La lluvia quiso convertirse este sábado en una participante más de la Carreira Popular de Pintos, pero no consiguió apartar de la cita a quienes cada año convierten este rincón de Marcón en punto de encuentro alrededor del deporte. Bajo un cielo poco dispuesto a conceder treguas, corredores y vecinos desafiaron al agua para mantener viva una tradición que alcanzó ya su edición número 39 y que continúa conservando buena parte del espíritu familiar con el que nació.

El mal tiempo añadió dificultad a una jornada concebida mucho más allá de la competición. Las diferentes pruebas fueron dando protagonismo a participantes de distintas edades, desde los más pequeños hasta los corredores adultos, en una tarde en la que volvieron a mezclarse aficionados, atletas y deportistas llegados desde distintos puntos de la comarca. Entre ellos es habitual la presencia de integrantes del Club Atletismo +9 Moraña y del Club Atletismo San Miguel de Marín, dos de las entidades vinculadas desde hace años a esta cita.

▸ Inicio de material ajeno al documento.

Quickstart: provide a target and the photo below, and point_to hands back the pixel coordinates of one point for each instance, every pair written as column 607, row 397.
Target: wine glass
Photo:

Ni siquiera el agua consiguió romper una de las señas de identidad de Pintos, la cercanía entre quienes corren y quienes se acercan simplemente para acompañar. A los lados del recorrido, la carrera volvió a apoyarse en esa participación vecinal que ha permitido mantenerla viva durante casi cuatro décadas, haciendo de una competición deportiva una jornada de convivencia en la que importa el esfuerzo, pero también encontrarse, animar y compartir la tarde.

Detrás de esa continuidad está la Asociación Cultural O Máis Alto de Marcón, responsable de una organización que se transmite entre generaciones y que mantiene una fórmula alejada de las grandes pruebas multitudinarias. La carrera se sostiene sobre la implicación de la propia comunidad, de entidades deportivas, colaboradores y patrocinadores, una suma de esfuerzos que permite que cada final de verano Pintos vuelva a colocar su nombre en el calendario de las carreras populares.

La parte deportiva convivió, como es tradición, con el componente festivo. Agua y fruta aguardaban a los corredores después del esfuerzo, mientras que la empanada volvió a formar parte de una tarde pensada también para quienes acudieron como público. Tras las carreras llegaron los habituales sorteos, con regalos aportados por colaboradores locales y rifas destinadas a prolongar el ambiente una vez cruzada la última meta.

La lluvia terminó dejando su huella en esta trigesimonovena edición, aunque no consiguió ser la protagonista absoluta. Ese papel volvió a pertenecer a quienes se calzaron las zapatillas y a una pequeña comunidad que ha conseguido llevar su carrera de generación en generación. Pintos volvió a correr, esta vez bajo el agua, y confirmó que hay tradiciones que no necesitan buen tiempo para encontrar motivos suficientes para salir a la calle.